He laughed. "I will."

"And seriously, Tom, I know you like that rabble at the flatshare, but bother what they think. If you must drag Marc into it, at least have a good time with him." She turned her head to brush her lips against his cheek, then stepped back, grabbing for her water bottle and keys. "As long as it lasts," she said over her shoulder as she left, letting in a cold draft.

***

He called from the penthouse, taking advantage of the quiet. It was rarely quiet at home; if someone wasn't watching television or Ingo wasn't singing, it was Alexander banging his toys about and the girls laughing and talking. Tom usually didn't mind the noise – it was cosy, and incredibly different than the cool, oppressive quiet of their own childhood home – but sometimes it was nice to get away for a bit.

Marc picked up almost immediately, sounding enormously pleased.

"Tom! Hi."

"Hey." Tom grinned stupidly into the phone; he couldn't help it. "Miss me yet?"

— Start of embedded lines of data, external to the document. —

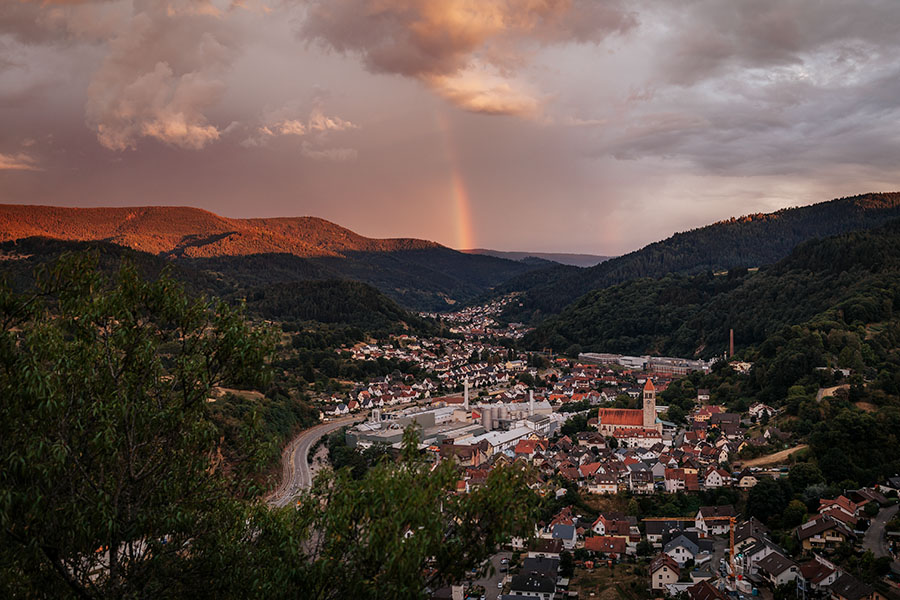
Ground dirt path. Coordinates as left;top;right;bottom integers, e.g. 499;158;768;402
744;444;807;467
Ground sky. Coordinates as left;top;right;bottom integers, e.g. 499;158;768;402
0;0;900;255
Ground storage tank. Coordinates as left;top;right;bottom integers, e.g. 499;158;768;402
481;406;494;431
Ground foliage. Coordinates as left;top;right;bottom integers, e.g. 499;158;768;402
747;477;805;529
0;256;271;597
247;280;436;336
230;429;536;599
0;257;538;598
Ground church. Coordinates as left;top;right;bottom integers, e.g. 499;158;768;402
597;377;662;436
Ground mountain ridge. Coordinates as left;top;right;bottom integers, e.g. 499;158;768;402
494;192;900;322
0;204;442;258
460;248;615;268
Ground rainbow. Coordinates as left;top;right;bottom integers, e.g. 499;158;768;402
436;111;475;250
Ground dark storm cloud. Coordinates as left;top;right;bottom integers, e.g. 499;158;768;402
301;0;637;115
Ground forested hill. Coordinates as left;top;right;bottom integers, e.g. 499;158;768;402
525;220;900;357
0;204;545;311
0;238;435;335
498;192;900;321
247;281;435;332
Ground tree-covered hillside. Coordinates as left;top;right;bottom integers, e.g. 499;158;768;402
526;221;900;357
247;280;435;332
499;193;900;321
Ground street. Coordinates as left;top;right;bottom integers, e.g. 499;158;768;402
268;417;357;508
472;552;512;600
863;504;900;566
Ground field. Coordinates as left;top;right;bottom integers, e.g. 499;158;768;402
569;563;651;600
743;444;807;467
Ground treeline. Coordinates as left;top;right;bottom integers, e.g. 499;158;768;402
525;222;900;360
185;246;541;311
498;193;900;321
247;280;437;334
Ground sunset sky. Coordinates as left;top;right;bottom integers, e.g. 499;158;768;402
0;0;900;254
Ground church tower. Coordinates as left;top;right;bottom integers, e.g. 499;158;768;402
644;377;656;429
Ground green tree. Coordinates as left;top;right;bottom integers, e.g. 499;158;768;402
234;428;537;599
0;256;272;597
788;463;825;490
781;500;806;527
747;477;791;526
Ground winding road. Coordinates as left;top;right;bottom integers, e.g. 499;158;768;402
863;504;900;567
267;417;359;508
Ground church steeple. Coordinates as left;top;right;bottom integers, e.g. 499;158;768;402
644;377;656;429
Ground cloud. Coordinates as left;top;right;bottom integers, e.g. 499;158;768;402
241;96;358;152
300;0;637;116
425;70;541;116
74;0;239;151
0;152;41;171
300;141;357;162
658;0;900;85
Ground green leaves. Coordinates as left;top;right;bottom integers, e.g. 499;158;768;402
0;255;270;596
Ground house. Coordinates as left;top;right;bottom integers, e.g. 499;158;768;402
665;469;687;494
819;494;859;522
628;470;655;494
878;475;900;494
591;513;637;537
528;538;563;559
663;535;700;567
795;515;856;550
756;552;800;587
685;581;727;600
650;553;681;590
694;504;736;535
734;517;772;550
735;469;759;490
509;569;556;600
587;473;619;494
750;402;775;421
644;521;683;546
552;523;577;551
584;535;628;558
703;466;731;489
797;556;841;600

A dry snort. "Why, did you go somewhere? I thought I left you tied to the bed."

"You wish."

"I do now. Maybe next time." That dark undertone again, lazy and seductive at once. It was ridiculous how much he could react to just a voice.

"If you're up to it, old man." He laughed at Marc's indignant noise.

"For that alone, you'll get punished."

"Promises, promises." Tom squirmed a little in his jeans. He supposed it would be rude to wank on his sister's father-in-law's expensive leather couch. "Uhm, I'm at Isabelle's, so no phone sex. With my luck, old Steinkamp would walk in on me."

There was a distinct sound of horror on the other end. "Well, that image certainly was an effective mood killer. Change of subject, then: Are we on for Prague?"

He sounded so cheerful that Tom was hesitant to put a damper on it; but the question would have to be posed sooner or later.

"Actually, that's why I called." He explained about the party quickly, trying to make it sound as perfectly normal as possible. "You could stay at mine for a change, or if you think that'll be awkward, we can stay at my sister's. They have a guest room."

There was a long pause; so long, in fact, that Tom was about to ask if Marc was still there when he said, "A party, at your flatshare. Tom, do you have any idea what you're asking?"

 _Here we go_.

"It's just a party. For Lena. She's lovely. You'll get on a treat." He deliberately clung to one of the few people he thought might not be as hopelessly biased as Ingo. "And Roman will be there, and my sister, too. You can catch up."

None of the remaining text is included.